Fortunately many of the logistical details required to implement multiple layers of an RNN are readily available in Gluon. To keep things simple we only illustrate the implementation using such built-in functionality. The code is very similar to the one we used previously for LSTMs. In fact, the only difference is that we specify the number of layers explicitly rather than picking the default of a single layer. Let’s begin by importing the appropriate modules and data.

import d2l
from mxnet import nd
from mxnet.gluon import rnn

batch_size, num_steps = 32, 35


The architectural decisions (parameters, etc.) are very similar to those of previous sections. We pick the same number of inputs and outputs as we have distinct tokens, i.e. vocab_size. The number of hidden units is still 256. The only difference is that we now select a nontrivial number of layers num_layers = 2. Since the model is somewhat slower to train we use 3000 iterations.

vocab_size, num_hiddens, num_layers, ctx = len(vocab), 256, 2, d2l.try_gpu()
lstm_layer = rnn.LSTM(num_hiddens, num_layers)
model = d2l.RNNModel(lstm_layer, len(vocab))


## 8.10.3. Training¶

The actual invocation logic is identical to before.

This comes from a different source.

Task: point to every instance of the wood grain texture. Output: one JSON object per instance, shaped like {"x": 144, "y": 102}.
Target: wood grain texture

The only difference is that we now instantiate two layers with LSTMs. This rather more complex architecture and the large number of epochs slow down training considerably.

num_epochs, lr = 500, 2
d2l.train_ch8(model, train_iter, vocab, lr, num_epochs, ctx)

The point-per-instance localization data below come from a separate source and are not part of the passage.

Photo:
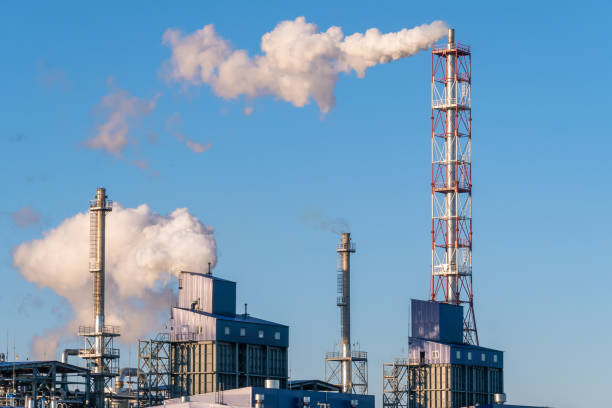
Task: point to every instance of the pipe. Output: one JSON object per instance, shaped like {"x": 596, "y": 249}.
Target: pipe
{"x": 126, "y": 372}
{"x": 65, "y": 354}
{"x": 452, "y": 295}
{"x": 69, "y": 352}
{"x": 97, "y": 218}
{"x": 344, "y": 250}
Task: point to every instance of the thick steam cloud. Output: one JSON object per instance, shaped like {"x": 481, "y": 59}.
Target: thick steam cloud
{"x": 143, "y": 251}
{"x": 297, "y": 63}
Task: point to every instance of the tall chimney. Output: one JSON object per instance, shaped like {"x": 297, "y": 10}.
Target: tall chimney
{"x": 97, "y": 228}
{"x": 344, "y": 250}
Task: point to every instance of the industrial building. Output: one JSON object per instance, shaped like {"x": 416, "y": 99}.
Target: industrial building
{"x": 215, "y": 348}
{"x": 446, "y": 366}
{"x": 261, "y": 397}
{"x": 212, "y": 355}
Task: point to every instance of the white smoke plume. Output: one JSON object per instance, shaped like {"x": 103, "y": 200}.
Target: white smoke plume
{"x": 315, "y": 218}
{"x": 297, "y": 63}
{"x": 143, "y": 251}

Perplexity 1.0, 129113 tokens/sec on gpu(0)
time traveller  it s against reason said filby  what reason said
traveller  it s against reason said filby  what reason said


## 8.10.4. Summary¶

• In deep recurrent neural networks, hidden state information is passed to the next time step of the current layer and the next layer of the current time step.
• There exist many different flavors of deep RNNs, such as LSTMs, GRUs or regular RNNs. Conveniently these models are all available as parts of the rnn module in Gluon.
• Initialization of the models requires care. Overall, deep RNNs require considerable amount of work (learning rate, clipping, etc) to ensure proper convergence.

## 8.10.5. Exercises¶

1. Try to implement a two-layer RNN from scratch using the single layer implementation we discussed in Section 8.5.
2. Replace the LSTM by a GRU and compare the accuracy.
3. Increase the training data to include multiple books. How low can you go on the perplexity scale?
4. Would you want to combine sources of different authors when modeling text? Why is this a good idea? What could go wrong?